Liz joined the Research and Evaluation Department at Fenway Community Health in 1998 and, during her time there, worked with increasing levels of responsibility on HIV vaccine, medical adherence, primary and secondary prevention, community needs assessment, and microbicide acceptability studies. Much of Liz’s initial HIV research work was funded by the HIV Network for Prevention Trials (HIVNET), which helped lay the groundwork for the HIV Vaccine Trials Network (HVTN) and the HIV Prevention Trials Network (HPTN).
From 2008 - 2011 Liz served as the Assistant Director of the Massachusetts General Hospital Clinical Research Program’s Education Unit where she directed the development and dissemination of investigator and study staff clinical research training. Missing her work with youth and in HIV, Liz returned to The Fenway Institute (TFI) at Fenway Health in 2011 to help lead their site of the Adolescent Trials Network (ATN).
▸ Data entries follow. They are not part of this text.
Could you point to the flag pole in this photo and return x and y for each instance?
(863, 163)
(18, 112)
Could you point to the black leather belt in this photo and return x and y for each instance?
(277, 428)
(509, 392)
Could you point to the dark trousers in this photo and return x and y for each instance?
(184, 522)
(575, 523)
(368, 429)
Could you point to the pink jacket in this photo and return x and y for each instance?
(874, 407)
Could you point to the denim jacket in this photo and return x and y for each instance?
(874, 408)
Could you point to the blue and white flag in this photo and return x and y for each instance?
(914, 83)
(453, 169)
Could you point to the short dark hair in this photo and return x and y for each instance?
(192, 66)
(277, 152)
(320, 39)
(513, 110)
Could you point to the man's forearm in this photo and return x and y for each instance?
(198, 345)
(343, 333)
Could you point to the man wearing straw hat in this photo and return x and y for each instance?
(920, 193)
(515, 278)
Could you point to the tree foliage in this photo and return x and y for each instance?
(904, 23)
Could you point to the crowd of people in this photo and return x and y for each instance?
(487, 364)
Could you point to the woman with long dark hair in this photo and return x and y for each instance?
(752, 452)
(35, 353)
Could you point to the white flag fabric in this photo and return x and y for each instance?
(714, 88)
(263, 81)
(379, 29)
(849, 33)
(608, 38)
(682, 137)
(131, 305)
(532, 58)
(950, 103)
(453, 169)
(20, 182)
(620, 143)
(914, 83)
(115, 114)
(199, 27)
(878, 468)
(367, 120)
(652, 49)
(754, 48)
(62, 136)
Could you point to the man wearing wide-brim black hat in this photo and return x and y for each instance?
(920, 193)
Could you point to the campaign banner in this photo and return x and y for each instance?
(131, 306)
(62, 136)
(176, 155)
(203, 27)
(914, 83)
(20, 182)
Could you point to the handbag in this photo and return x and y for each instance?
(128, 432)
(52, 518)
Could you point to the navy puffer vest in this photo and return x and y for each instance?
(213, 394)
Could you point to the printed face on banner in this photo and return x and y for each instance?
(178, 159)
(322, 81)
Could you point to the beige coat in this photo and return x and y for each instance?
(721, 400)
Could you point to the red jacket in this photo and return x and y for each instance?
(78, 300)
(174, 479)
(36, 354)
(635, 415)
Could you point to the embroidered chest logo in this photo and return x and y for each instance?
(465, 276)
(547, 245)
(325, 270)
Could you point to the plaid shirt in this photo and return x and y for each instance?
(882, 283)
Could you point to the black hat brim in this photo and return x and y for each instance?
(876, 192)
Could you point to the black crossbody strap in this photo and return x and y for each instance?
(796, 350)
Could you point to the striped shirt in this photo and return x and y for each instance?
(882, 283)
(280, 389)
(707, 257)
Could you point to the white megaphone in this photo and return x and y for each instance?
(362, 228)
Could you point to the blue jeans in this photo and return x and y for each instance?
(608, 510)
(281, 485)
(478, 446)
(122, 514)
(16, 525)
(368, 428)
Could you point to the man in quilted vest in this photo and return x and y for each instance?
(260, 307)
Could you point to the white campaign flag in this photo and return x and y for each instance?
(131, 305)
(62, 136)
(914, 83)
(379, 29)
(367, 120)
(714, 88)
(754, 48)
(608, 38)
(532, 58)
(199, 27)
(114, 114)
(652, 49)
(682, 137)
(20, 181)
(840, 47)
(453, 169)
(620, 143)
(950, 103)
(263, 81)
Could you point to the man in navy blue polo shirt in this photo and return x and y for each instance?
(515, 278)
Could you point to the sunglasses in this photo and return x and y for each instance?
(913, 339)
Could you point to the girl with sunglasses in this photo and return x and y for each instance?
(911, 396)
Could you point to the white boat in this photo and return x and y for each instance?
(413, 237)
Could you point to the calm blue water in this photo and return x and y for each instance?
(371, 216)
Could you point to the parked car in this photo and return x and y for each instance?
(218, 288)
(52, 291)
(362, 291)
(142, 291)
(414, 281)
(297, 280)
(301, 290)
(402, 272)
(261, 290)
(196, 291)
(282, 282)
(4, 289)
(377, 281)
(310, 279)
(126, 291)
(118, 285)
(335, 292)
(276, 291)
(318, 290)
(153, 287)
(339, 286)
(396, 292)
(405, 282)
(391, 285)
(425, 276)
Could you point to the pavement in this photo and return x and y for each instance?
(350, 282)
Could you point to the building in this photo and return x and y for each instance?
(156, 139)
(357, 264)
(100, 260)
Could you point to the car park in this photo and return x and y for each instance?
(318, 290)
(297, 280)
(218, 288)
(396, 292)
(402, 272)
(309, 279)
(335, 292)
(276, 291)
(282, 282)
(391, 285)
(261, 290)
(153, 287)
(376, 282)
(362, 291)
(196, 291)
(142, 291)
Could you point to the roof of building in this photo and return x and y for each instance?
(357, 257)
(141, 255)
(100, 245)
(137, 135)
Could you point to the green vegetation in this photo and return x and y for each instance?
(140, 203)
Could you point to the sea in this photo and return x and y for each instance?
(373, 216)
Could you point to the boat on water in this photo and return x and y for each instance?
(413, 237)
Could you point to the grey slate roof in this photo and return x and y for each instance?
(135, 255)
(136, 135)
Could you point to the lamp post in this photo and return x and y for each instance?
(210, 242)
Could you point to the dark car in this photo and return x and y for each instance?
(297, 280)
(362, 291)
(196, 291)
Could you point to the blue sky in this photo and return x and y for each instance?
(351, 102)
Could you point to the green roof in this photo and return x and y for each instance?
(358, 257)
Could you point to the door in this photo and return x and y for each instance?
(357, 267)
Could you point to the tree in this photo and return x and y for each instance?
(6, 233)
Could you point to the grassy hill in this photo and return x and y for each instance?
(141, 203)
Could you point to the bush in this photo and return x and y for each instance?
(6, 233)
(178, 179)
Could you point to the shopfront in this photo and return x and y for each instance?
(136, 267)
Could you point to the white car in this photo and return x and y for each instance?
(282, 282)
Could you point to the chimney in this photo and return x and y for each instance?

As TFI’s Project Director for Community-Based Research, Liz helped direct the Boston site of Connect to Protect® (C2P): Building a Community-Based Infrastructure for HIV Prevention. Through her work on this project, Liz mobilized a cross-sector racial justice and health equity-focused coalition that worked to catalyze structural (program, policy and practice-level) changes in the Boston community. Liz also helped lead the Boston site of the Strategic Multisite Initiative for the Identification, Linkage and Engagement in Care of Youth with Undiagnosed HIV Infection (SMILE in Caring for Youth) which sought to support youth living with HIV in navigating and removing structural barriers to accessing the continuum of care.
From 2016-2018, Liz served as Director of Programs at Primary Care Progress, a leadership development organization for primary care practitioners and students across the US, and became the Program Director for the PHACS Data & Operations Center (DOC) in May of 2018 and the PHACS Program Director in September of 2020. In this role, Liz provides administrative leadership across the PHACS network’s research projects and cores and provides particular support to the work of the SAC, DRC and the HECC as well as the PHACS and HOPE protocol teams Liz is honored to be a part of the PHACS family and is excited to help bring its mission to fruition in the coming years.